It is a small town in the province of Pescara between the river Nora to the North and the river Cigno to the South, the territory was formerly called Fellonica (and, subsequently, Follonica) and was inhabited by the Vestini. With the arrival of the Barbarians, the population sheltered in the nearby hills and around the year 1000, a castle was erected. Recently, in the surrounding countryside finds of pre-Roman and Roman Ages have been brought to light. Over the centuries Nocciano submitted the rule of several Lords and their families: the Sterlich-Aliprandi, the Riccardis of Ortona, the d'Afflitto, the Rovito, the Tommaso of Collalto the Camponeschi, the Pavese and the Valignani (XIV-XIX)

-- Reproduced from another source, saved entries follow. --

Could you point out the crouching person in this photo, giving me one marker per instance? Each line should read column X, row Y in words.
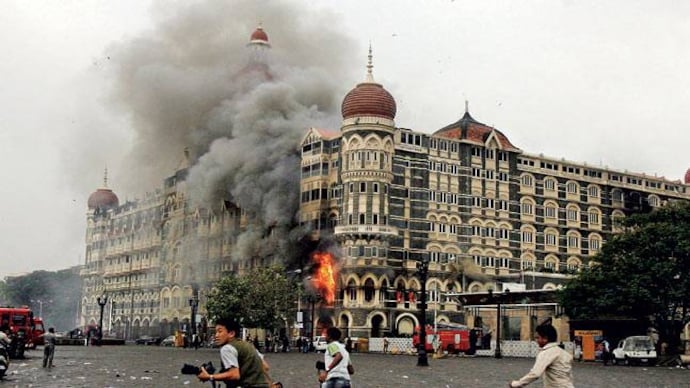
column 241, row 363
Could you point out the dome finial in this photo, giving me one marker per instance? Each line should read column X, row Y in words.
column 370, row 66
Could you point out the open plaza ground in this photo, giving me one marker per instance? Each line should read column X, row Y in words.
column 154, row 366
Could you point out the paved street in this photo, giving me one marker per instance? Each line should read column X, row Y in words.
column 152, row 366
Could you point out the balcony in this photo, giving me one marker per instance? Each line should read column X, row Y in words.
column 366, row 230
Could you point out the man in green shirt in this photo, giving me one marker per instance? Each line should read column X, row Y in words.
column 241, row 362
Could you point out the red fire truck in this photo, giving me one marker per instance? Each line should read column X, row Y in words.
column 20, row 319
column 451, row 337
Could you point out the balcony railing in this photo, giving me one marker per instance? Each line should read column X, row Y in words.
column 384, row 230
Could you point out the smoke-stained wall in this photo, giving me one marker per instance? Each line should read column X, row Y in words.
column 191, row 83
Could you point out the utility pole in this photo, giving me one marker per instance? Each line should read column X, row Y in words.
column 101, row 303
column 423, row 270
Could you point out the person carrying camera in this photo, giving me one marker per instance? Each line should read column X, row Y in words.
column 337, row 365
column 241, row 363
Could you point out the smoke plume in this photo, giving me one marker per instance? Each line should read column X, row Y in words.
column 189, row 84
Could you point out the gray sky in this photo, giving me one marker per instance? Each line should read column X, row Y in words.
column 606, row 83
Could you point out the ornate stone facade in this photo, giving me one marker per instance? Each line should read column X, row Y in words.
column 486, row 214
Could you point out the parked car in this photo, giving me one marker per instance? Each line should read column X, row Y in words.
column 634, row 350
column 168, row 341
column 147, row 340
column 320, row 343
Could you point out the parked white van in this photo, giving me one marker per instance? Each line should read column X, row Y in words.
column 633, row 350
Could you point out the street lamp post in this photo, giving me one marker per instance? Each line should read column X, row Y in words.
column 194, row 304
column 498, row 299
column 102, row 301
column 423, row 267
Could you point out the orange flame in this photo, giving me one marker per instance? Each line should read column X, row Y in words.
column 324, row 276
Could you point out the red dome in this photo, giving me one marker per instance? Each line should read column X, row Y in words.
column 259, row 36
column 103, row 198
column 369, row 99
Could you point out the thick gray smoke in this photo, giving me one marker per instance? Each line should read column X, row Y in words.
column 186, row 84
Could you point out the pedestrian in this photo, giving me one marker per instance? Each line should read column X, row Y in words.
column 348, row 344
column 337, row 362
column 286, row 344
column 196, row 340
column 49, row 340
column 554, row 363
column 267, row 345
column 241, row 363
column 605, row 351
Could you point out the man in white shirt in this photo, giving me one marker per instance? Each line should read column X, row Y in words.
column 554, row 363
column 337, row 360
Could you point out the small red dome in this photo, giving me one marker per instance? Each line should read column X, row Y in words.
column 259, row 35
column 369, row 99
column 103, row 198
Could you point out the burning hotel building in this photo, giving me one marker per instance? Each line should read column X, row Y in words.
column 484, row 213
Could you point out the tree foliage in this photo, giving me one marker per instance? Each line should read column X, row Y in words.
column 264, row 298
column 642, row 273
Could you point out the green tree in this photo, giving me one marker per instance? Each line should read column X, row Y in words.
column 642, row 273
column 264, row 297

The town's name derives, according to some historians, to its location on the summit of a walnut (Nux) shaped hill, which also appears in the municipality coat of arms.
Not to miss:
- the castle, recently restored, today houses a Museum of Contemporary Art. The building was edified around the year 1000, to defend the population from the continuous raids of the Barbarians. The defensive structure of the castle is evident by the presence of cellars, traps and a secret passage that leads into the open countryside. The castle, over the years, even after renovations, still preserves the battlements, its lintels, its ceilings, an interior cloister and a gallery lodge.
- the Church of San Lorenzo, in the Romanesque style;
- the Church of St. Anthony of Padua (XVI-XVII century), decorated with Baroque plasterwork, altarpieces and paintings of great value;
- the Church of the Madonna delle Grazie, in Romanesque style with frescoes of the XIV and XV centuries;
- the small Church of San Rocco, with an XVIII century painting of the Saint;
- the XIV century Church of Saint Vittorino;
- the enchanting cloister of the former Franciscan convent, now privately owned.